What they did right:

  • Take a human being who is supposed to rush the quarterback!
  • Take a proven player at a position of need who has experience succeeding against high competition.

Tennessee is not a perennial NCAA powerhouse, but the SEC is. And that type of notoriety is not easily handed out when there are so many stout defenses in the conference.

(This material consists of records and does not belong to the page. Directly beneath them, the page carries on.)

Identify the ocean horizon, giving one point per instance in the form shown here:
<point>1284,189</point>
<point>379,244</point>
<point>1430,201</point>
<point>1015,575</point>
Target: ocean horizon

  • Select an athlete trending up, over a consistent period of time and not just their Senior Bowl. Taylor recorded eight or more sacks in his two full seasons, including playing primarily as an outside linebacker in 2018. Extra experience and coaching at DE should continue to help Taylor improve, and he’s far from a helpless project.

What they did wrong:

  • Not do something like this earlier, last season, in free agency, or any other time over the last two years. He’s not just a safe pick; he’s a pass-rush that actually gives confidence.
  • Trade up. These things are hard to say with any certainty, but only one DE was taken between 48 and Seattle’s original 59, including Josh Uche still being available at 60. They might have been tipped off to some interest, but it’s not as though there was a run on DEs happening. Giving up a third for 11 spots is unfortunate, and they only made up a mid-fourth in their subsequent trade.

Damien Lewis, Guard, LSU

What they did right:

  • Draft an offensive lineman. Lewis is the highest OL taken since Ethan Pocic in 2017.
  • Draft an interior lineman. “But we wanted a tackle...” no, you actually didn’t. Lewis was the second-highest rated guard in the draft. Why a guard? Because Aaron Donald. Because the 49ers front four, who also just added DT Javon Kinlaw at 14. Because Duane Brown has never been a problem, but Mike Iupati and D.J. Fluker are not pictures of health. An argument can absolutely be made that the bigger problem on the Seahawks’ line was the interior, as much as you’d like to heap the entire thing on Germain Ifedi.

What they did wrong:

  • Take a guard. Yeah, I know, we just argued the other side, but it’s undeniable that tackles have more value than guards. But Josh Jones was still available, and is now in the conference with the Arizona Cardinals. Statistically, it was the wrong decision - but when has Seattle ever made a statistically and traditional sound draft choice?
  • Accumulate 17 other offensive linemen. Now the roster is approaching 50% linebackers and offensive line, and that’s kind of weird.

The Seahawks aren’t loaded like they have been in years past, but they’ve got four more picks on Saturday, including three selections within 15 slots.